BLOGUE. J’ai un grand respect pour Prem Watsa, président de la société d’assurance Fairfax Financial Holdings, et investisseur de grand niveau. C’est pourquoi ma curiosité a été piquée lorsque j’ai appris qu’il avait doublé sa participartion dans Research in Motion.
Fairfax détient maintenant près de 52 millions d’actions dans RIM (9,9% de toutes ses actions), soit un placement de plus de 350M$. Au 31 mars, elle détenait 26,8 milions d’actions.
Prem Watsa a commencé à acheter des actions de RIM au troisième trimestre de 2010. Selon mes calculs, il a payé au moins 780M$ pour ses actions, soit un coût moyen de 15$, par action. C’est plus du double du cours actuel.
Le gestionnaire y croit donc beaucoup. À son plus récent trimestre (clos le 2 juin), RIM a vu ses revenus baisser de 42% à 2,8 milliards de dollars (G$) US et elle a perdu environ 300M$US avant impôts (perte ne tenant pas compte d’une radiation). Malgré cela, elle a généré 711M$US pendant le trimestre.
À ses quatre derniers trimestres, les revenus de RIM ont été de 16,3G$US, ce qui se compare à 19,9G$US pour l’exercice 2011. Ses bénéfices avant impôts atteignent 1,8G$US (3,60$US par action), encore là en baisse sensible par rapport aux 4,6G$US de 2011. RIM a généré 2,6G$US (plus de 5$US par action) lors de ses quatre derniers trimestres par rapport aux 4G$US de 2011.
L'aubaine classique
Pas besoin d’aller plus loin : si vous prenez une photo de RIM (pour figer sa valeur) au moment d’écrire ces lignes, sur les bases de l’analyse fondamentale classique, on peut renifler une aubaine. Le titre se vend à peine à deux fois ses profits et encore moins cher sur la base de ses fonds autogénérés. De plus, la société a plus de 2G$US en encaisse (près de 4$US par action) sans dette.

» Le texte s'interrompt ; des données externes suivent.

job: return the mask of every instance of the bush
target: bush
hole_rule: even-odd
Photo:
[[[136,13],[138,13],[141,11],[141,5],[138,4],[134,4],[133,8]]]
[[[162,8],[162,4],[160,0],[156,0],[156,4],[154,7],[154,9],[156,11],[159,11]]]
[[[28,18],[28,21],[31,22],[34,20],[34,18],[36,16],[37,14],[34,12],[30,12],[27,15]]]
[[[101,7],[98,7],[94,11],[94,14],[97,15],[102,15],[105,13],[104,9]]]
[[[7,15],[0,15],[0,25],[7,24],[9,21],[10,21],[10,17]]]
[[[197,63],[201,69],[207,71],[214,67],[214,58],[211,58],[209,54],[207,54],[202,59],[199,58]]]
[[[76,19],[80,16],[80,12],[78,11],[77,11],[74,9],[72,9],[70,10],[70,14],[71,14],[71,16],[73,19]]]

De ce point de vue, si on liquidait la société demain matin, on pourrait fort probablement obtenir beaucoup plus que sa valeur boursière. Mais ce n’est pas dans les cartes, malgré les rumeurs de vente qui sont véhiculées de temps en temps.
Or, les activités de RIM sont en perte de vitesse, avec un grand V. Les analystes prévoient des pertes pour l’exercice en cours et aussi en 2014. Si elle continue sur cette lancée, son encaisse ne fera pas long feu. C’est pourquoi la nouvelle direction travaille sur sa relance, en commençant pas des réductions massives des coûts. Prem Watsa a lui même mentionné qu’il faudrait cinq ans pour revirer la société.
Le problème à mon avis, ne se situe pas dans les données financières. RIM évolue dans le secteur de la technologie où les revirements sont très difficiles. En fait, tout revirement d’entreprises peu importe son domaine d’activité est périlleux et très spéculatif (du point de vue de l’investisseur). C’est 1 000 fois plus vrai dans son secteur.
RIM a complètement manqué la courbe technologique qu’a représenté le iPhone, puis Android. Pour se réinventer, elle doit innover au point de lancer elle-même la prochaine courbe technologique, faisant dérouter ses principaux compétiteurs (Apple, Google, etc.). C’est à mon avis une commande héroique, du domaine du conte de fée.
En investisseur réaliste, je ne suis pas prêt à placer un dollar dans une telle spéculation.
La question : pourquoi Prem Watsa le fait-il ? D’une part, il croit sûrement plus aux chances de revirement et, faisant partie du conseil d’administration, peut influencer son processus. Sa contribution sera certes plus financière que technologique.
De plus, l’approche de placement de M. Watsa est basée en grande partie sur l’achat de titres déprimés, dans le but de profiter de l’amélioration de leurs perspectives à long terme. Et enfin, il est très patient, pouvant attendre plusieurs années avant de récolter.
Si vous bâtissez un portefeuille avec une vingtaine de titres aussi déprimés que RIM, vous avez des chances dans l’ensemble de réaliser de bons rendements.
Pour vous donner une idée, au 31 mars, le portefeuille de Prem Watsa, outre RIM, contenait des titres comme Johnson & Johnson, Level 3 Communications, AbitibiBowater, Dell, USG et les banques US Bancorp et Wells Fargo.